The Super-Kamiokande Neutrino Detector |
By Geoff Brumfiel, Nature, September 23, 2011
An Italian experiment has unveiled evidence that
fundamental particles known as neutrinos can travel faster than light. Other
researchers are cautious about the result, but if it stands further scrutiny,
the finding would overturn the most fundamental rule of modern physics — that
nothing travels faster than 299,792,458 metres per second.

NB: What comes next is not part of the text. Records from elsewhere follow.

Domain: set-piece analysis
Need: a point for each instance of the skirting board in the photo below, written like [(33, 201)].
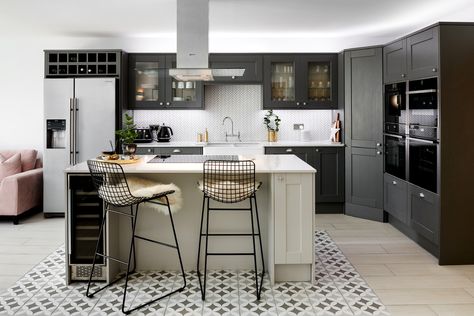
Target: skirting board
[(293, 272), (366, 212)]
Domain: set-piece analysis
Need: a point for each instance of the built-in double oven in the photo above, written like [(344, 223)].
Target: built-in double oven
[(411, 132)]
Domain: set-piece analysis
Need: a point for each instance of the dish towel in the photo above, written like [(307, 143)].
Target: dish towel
[(141, 187)]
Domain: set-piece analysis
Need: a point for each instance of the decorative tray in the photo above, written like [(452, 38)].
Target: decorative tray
[(121, 160)]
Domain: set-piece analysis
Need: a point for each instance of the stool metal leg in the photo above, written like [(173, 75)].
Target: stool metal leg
[(259, 290), (199, 247)]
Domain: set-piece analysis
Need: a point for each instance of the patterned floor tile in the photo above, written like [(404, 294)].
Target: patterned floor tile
[(337, 289)]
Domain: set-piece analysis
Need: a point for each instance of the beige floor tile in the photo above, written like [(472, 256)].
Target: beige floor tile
[(390, 258), (453, 310), (410, 310), (419, 282), (362, 249), (373, 270), (424, 296)]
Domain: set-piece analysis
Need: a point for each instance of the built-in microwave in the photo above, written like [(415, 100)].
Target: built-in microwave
[(395, 108), (423, 108)]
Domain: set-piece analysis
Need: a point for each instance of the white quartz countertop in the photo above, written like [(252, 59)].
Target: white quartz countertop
[(263, 164), (284, 143)]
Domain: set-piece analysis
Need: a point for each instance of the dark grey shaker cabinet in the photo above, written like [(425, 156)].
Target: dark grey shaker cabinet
[(395, 64), (329, 163), (253, 65), (396, 198), (423, 54), (364, 176), (424, 212), (363, 98), (364, 137)]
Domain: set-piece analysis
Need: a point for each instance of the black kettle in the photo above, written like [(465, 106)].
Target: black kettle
[(164, 133)]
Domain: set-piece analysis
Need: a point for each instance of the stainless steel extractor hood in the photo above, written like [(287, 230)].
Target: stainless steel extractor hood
[(192, 61)]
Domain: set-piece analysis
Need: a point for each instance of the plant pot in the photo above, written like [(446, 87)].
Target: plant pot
[(272, 136), (130, 150)]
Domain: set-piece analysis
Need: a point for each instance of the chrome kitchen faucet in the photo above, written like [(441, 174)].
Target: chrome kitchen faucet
[(232, 129)]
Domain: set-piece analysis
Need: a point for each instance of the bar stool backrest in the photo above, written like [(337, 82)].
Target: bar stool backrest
[(229, 181), (111, 183)]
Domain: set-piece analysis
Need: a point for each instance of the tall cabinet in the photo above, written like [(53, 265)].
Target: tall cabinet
[(364, 132)]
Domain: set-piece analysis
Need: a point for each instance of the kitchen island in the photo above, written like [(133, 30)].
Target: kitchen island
[(286, 210)]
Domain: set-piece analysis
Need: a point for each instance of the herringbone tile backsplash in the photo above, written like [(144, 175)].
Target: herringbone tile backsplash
[(243, 103)]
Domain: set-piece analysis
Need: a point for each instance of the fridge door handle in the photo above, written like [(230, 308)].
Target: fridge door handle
[(71, 131)]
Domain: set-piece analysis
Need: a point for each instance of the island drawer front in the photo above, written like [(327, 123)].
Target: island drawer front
[(169, 150)]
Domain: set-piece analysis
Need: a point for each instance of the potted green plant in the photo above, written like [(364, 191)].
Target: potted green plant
[(127, 135), (272, 122)]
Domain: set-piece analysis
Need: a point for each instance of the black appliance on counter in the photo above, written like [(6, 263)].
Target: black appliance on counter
[(164, 133), (144, 135)]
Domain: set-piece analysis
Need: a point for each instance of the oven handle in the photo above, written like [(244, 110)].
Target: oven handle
[(422, 91), (435, 142)]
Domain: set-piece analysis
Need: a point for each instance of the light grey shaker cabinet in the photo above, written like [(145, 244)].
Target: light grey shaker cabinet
[(396, 198), (364, 137), (423, 54), (395, 61), (363, 98), (424, 212)]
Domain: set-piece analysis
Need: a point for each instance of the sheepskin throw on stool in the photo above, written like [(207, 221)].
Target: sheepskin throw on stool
[(142, 187)]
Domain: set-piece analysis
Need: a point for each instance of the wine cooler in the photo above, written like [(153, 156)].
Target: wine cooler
[(86, 213)]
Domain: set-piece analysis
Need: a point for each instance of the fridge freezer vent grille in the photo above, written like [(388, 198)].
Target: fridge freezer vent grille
[(82, 273)]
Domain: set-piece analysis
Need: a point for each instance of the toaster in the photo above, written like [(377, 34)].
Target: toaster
[(144, 135)]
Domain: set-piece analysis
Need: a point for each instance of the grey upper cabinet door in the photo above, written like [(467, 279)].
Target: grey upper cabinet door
[(423, 54), (364, 177), (363, 98), (253, 65), (424, 212), (395, 61), (395, 198), (329, 163)]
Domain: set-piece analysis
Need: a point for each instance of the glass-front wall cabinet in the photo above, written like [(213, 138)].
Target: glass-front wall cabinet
[(300, 81), (146, 81)]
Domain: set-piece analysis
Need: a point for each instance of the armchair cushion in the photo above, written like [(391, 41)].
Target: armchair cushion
[(9, 166), (28, 157)]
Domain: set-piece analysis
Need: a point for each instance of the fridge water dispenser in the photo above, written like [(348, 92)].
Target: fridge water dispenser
[(55, 134)]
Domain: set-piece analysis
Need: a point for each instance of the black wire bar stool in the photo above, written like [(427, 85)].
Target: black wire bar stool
[(229, 182), (111, 184)]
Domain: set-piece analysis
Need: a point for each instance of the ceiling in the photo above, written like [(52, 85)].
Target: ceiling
[(230, 18)]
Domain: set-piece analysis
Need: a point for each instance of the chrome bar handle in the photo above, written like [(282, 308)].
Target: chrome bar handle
[(71, 129)]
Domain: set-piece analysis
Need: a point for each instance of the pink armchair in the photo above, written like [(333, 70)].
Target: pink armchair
[(22, 191)]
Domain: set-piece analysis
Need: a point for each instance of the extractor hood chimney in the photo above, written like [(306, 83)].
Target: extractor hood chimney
[(192, 61)]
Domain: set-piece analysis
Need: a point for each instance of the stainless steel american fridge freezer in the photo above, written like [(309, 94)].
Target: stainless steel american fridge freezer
[(80, 120)]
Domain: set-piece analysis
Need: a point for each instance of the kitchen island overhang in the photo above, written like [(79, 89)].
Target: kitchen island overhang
[(286, 208)]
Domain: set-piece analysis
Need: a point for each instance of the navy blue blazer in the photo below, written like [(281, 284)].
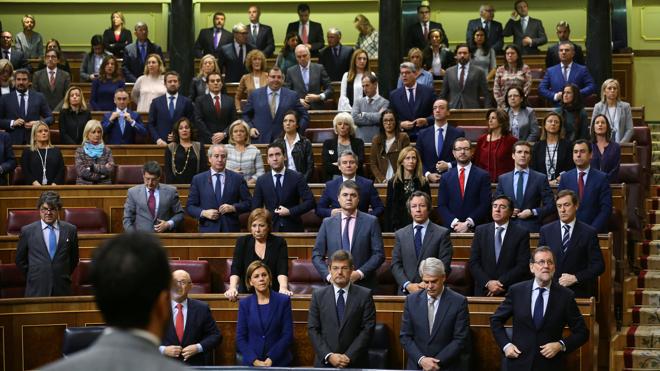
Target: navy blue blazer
[(270, 337), (295, 196), (537, 197), (368, 197), (200, 328), (596, 205), (202, 197), (257, 113), (583, 257), (160, 121), (475, 203), (113, 131)]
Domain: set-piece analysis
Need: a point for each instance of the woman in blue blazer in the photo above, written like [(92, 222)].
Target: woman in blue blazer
[(264, 332)]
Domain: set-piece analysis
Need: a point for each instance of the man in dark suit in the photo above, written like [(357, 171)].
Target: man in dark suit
[(592, 187), (135, 54), (500, 251), (192, 336), (22, 108), (437, 340), (47, 250), (218, 196), (122, 125), (210, 40), (283, 192), (341, 318), (436, 142), (310, 32), (420, 240), (464, 84), (214, 112), (261, 35), (309, 80), (266, 106), (575, 244), (537, 342), (354, 231), (336, 58), (530, 190), (528, 33), (369, 200), (412, 102), (167, 109), (464, 191)]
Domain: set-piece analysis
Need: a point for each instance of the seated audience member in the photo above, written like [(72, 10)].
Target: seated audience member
[(152, 207), (299, 156), (47, 250), (617, 111), (530, 190), (435, 143), (309, 80), (218, 196), (386, 146), (135, 54), (151, 84), (122, 125), (263, 246), (214, 112), (514, 72), (344, 141), (412, 102), (340, 337), (463, 86), (264, 330), (167, 109), (283, 192), (192, 335), (184, 155), (441, 338), (362, 238), (43, 163), (266, 106), (243, 157), (94, 162), (116, 37), (575, 243), (591, 186), (74, 115), (407, 180), (464, 191), (500, 251), (136, 328), (551, 155), (416, 241), (105, 86)]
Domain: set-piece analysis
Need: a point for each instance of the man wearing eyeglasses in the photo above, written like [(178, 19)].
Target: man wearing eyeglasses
[(47, 251)]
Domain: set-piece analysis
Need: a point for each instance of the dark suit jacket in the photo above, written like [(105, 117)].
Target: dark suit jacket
[(352, 336), (200, 328), (596, 204), (43, 276), (295, 196), (202, 197), (270, 337), (510, 268), (561, 310), (450, 336), (583, 257)]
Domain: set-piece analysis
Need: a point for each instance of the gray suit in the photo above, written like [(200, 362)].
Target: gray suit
[(43, 276), (405, 262), (136, 211)]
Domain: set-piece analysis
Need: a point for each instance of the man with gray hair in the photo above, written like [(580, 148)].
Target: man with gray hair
[(436, 324)]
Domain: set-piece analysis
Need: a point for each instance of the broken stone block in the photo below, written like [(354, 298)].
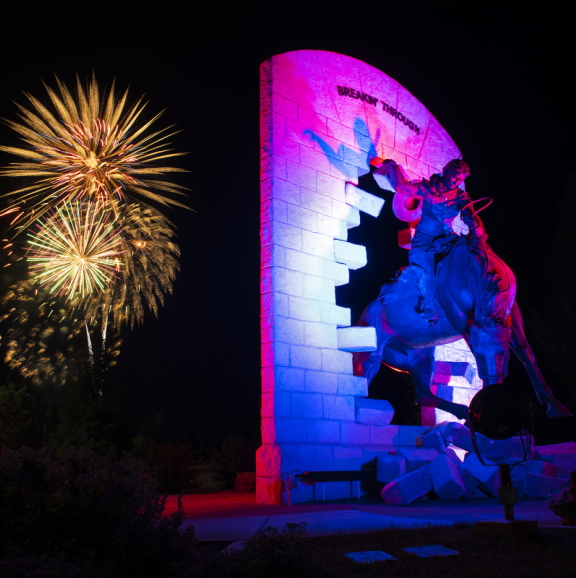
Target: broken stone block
[(533, 467), (390, 467), (373, 411), (417, 458), (459, 435), (408, 488), (542, 486), (444, 370), (446, 480), (563, 456), (469, 481), (488, 475), (432, 440), (510, 448), (563, 503)]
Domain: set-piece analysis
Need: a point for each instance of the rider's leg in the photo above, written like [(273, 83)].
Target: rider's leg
[(425, 261)]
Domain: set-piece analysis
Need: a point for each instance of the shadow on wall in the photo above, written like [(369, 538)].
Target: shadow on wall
[(349, 162)]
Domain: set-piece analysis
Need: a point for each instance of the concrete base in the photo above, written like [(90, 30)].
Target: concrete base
[(514, 529)]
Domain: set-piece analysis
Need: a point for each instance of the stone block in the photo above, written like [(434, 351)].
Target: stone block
[(319, 334), (332, 227), (446, 480), (269, 460), (288, 330), (340, 407), (346, 213), (338, 272), (432, 440), (321, 382), (510, 448), (363, 201), (331, 313), (352, 385), (389, 468), (563, 456), (283, 430), (319, 288), (316, 202), (282, 281), (407, 434), (354, 433), (314, 457), (408, 488), (281, 189), (445, 370), (282, 379), (538, 467), (384, 436), (297, 174), (470, 482), (276, 404), (303, 309), (377, 412), (306, 405), (357, 339), (300, 217), (273, 303), (299, 261), (323, 431), (353, 256), (305, 357), (488, 475), (537, 486), (316, 244), (459, 435), (336, 361), (417, 458), (383, 182), (331, 186)]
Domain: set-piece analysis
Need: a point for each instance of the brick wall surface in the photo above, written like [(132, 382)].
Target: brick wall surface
[(316, 140)]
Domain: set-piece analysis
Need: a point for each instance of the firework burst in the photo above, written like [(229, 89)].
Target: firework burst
[(96, 151), (75, 251)]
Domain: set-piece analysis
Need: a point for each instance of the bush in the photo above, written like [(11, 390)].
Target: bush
[(284, 554), (237, 454), (175, 466), (86, 507)]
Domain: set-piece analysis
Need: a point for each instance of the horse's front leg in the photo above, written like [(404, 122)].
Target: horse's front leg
[(524, 352), (420, 364)]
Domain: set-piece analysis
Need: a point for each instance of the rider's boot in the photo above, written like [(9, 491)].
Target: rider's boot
[(429, 309)]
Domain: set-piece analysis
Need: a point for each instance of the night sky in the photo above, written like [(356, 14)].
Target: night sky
[(498, 83)]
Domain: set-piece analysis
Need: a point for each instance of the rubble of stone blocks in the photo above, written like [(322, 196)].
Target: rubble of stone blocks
[(444, 462), (563, 503)]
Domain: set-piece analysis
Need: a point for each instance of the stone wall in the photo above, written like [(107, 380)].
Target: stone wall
[(324, 118)]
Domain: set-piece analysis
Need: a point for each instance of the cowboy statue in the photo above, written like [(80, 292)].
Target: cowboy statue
[(447, 214)]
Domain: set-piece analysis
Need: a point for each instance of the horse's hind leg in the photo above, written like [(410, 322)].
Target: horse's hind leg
[(367, 364), (524, 352), (421, 367)]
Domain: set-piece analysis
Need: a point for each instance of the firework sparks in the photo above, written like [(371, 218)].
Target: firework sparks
[(76, 250), (96, 152)]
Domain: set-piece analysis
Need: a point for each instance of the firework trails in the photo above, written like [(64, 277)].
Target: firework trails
[(96, 151), (75, 251)]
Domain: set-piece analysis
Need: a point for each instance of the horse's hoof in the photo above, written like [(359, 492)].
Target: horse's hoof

The experiment is called OPERA (Oscillation Project with
Emulsion-tRacking Apparatus), and lies 1,400 metres underground in the Gran
Sasso National Laboratory in Italy. It is designed to study a beam of neutrinos
coming from CERN, Europe's premier high-energy physics laboratory located 730
kilometres away near Geneva, Switzerland. Neutrinos are fundamental particles
that are electrically neutral, rarely interact with other matter, and have a
vanishingly small mass. But they are all around us — the Sun produces so many
neutrinos as a by-product of nuclear reactions that many billions pass through
your eye every second.
The 1,800-tonne OPERA detector is a complex array of
electronics and photographic emulsion plates, but the new result is simple —
the neutrinos are arriving 60 nanoseconds faster than the speed of light
allows. "We are shocked," says Antonio Ereditato, a physicist at the
University of Bern in Switzerland and OPERA's spokesman.
Breaking the law
The idea that nothing can travel faster than light in a
vacuum is the cornerstone of Albert Einstein's special theory of relativity,
which itself forms the foundation of modern physics. If neutrinos are
travelling faster than light speed, then one of the most fundamental
assumptions of science — that the rules of physics are the same for all
observers — would be invalidated. "If it's true, then it's truly
extraordinary," says John Ellis, a theoretical physicist at CERN.
Ereditato says that he is confident enough in the new
result to make it public. The researchers claim to have measured the
730-kilometre trip between CERN and its detector to within 20 centimetres. They
can measure the time of the trip to within 10 nanoseconds, and they have seen
the effect in more than 16,000 events measured over the past two years. Given
all this, they believe the result has a significance of six-sigma — the
physicists' way of saying it is certainly correct. The group will present their
results tomorrow at CERN, and a preprint of their results will be posted on the
physics website ArXiv.org.
At least one other experiment has seen a similar effect
before, albeit with a much lower confidence level. In 2007, the Main Injector
Neutrino Oscillation Search (MINOS) experiment in Minnesota saw neutrinos from
the particle-physics facility Fermilab in Illinois arriving slightly ahead of
schedule. At the time, the MINOS team downplayed the result, in part because
there was too much uncertainty in the detector's exact position to be sure of
its significance, says Jenny Thomas, a spokeswoman for the experiment. Thomas
says that MINOS was already planning more accurate follow-up experiments before
the latest OPERA result. "I'm hoping that we could get that going and make
a measurement in a year or two," she says.
Reasonable doubt
If MINOS were to confirm OPERA's find, the consequences
would be enormous. "If you give up the speed of light, then the
construction of special relativity falls down," says Antonino Zichichi, a
theoretical physicist and emeritus professor at the University of Bologna,
Italy. Zichichi speculates that the 'superluminal' neutrinos detected by OPERA
could be slipping through extra dimensions in space, as predicted by theories
such as string theory.
Ellis, however, remains sceptical. Many experiments have
looked for particles travelling faster than light speed in the past and have
come up empty-handed, he says. Most troubling for OPERA is a separate analysis
of a pulse of neutrinos from a nearby supernova known as 1987a. If the speeds
seen by OPERA were achievable by all neutrinos, then the pulse from the
supernova would have shown up years earlier than the exploding star's flash of
light; instead, they arrived within hours of each other. "It's difficult
to reconcile with what OPERA is seeing," Ellis says.
Ereditato says that he welcomes scepticism from
outsiders, but adds that the researchers have been unable to find any other
explanation for their remarkable result. "Whenever you are in these
conditions, then you have to go to the community," he says.